RZAPUBLIK.COM – Ratusan mantan karyawan pwkt dan pkwtt menuntut hak kompensasi dan hak sisa kontrak berdasar kan sisa kerja termasuk cuti tahunan yang belum di bayar oleh pihak PT PMN, bergerak di bidang minerba batu bara yang beroperasi di wilayah kabupaten Bengkulu Utara.

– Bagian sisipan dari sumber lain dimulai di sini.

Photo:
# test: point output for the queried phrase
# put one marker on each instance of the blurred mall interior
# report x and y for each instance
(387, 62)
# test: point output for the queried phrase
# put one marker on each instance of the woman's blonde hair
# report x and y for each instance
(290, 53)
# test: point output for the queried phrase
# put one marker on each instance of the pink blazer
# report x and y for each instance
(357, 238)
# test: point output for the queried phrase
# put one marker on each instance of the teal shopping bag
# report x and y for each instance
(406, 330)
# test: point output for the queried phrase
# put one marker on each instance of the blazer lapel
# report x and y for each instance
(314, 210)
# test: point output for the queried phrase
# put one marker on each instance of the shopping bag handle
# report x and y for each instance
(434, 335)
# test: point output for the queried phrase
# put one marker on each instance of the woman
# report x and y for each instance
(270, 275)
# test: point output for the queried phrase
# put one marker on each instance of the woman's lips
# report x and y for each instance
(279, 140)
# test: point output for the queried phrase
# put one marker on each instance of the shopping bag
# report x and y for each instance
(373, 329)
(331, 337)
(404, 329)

Permasalahan tuntutan karyawan pkwt dan pkwtt PT PMN, yang berdasar, mengacu pada UU nomor 13 tahun 2003 tentang ketenagakerjaan dan peraturan pemerintah nomor 35 tahun 2021 hal ini mengatur tentang perjanjian kerja waktu tertentu.
Sengketa tersebut dalam proses penanganan pihak Disnakertrans Bengkulu Utara, akan diselesaikan dengan cara Tripartite hal ini adalah upaya dinas terkait atas tindak lanjut surat yang di kirim, tentang laporan karyawan pkwt dan pkwtt PT PMN.

Dari informasi yang dihimpun awak media ini, tahapan sengketa antara mantan karyawan PT PMN dengan pihak PT PMN, terkait tuntutan hak kompensasi dan hak sisa kontrak berdasar kan sisa kerja yang belum di bayar oleh pihak PT PMN,
Hal sengketa tersebut telah diambil langkah penyelesaian oleh pihak pemerintah daerah kabupaten Bengkulu Utara melalui
Disnakertrans. Langkah tersebut mendapatkan apresiasi baik oleh salah satu jubir, pihak mantan karyawan PT PMN, Nurhasan HR.
Nurhasan HR menyampaikan kepada media ini sebagai juru bicara pihak mantan karyawan PT PMN, Melalui via WhatsApp, dirinya sangat mengapresiasi atas upaya pemerintah daerah kabupaten Bengkulu Utara dalam mengambil kebijakan atas sengketa ini. Upaya penyelesaian secara Tripartit juga langkah yang beik. Ujar Nurhasan. Sabtu (26/04/2025).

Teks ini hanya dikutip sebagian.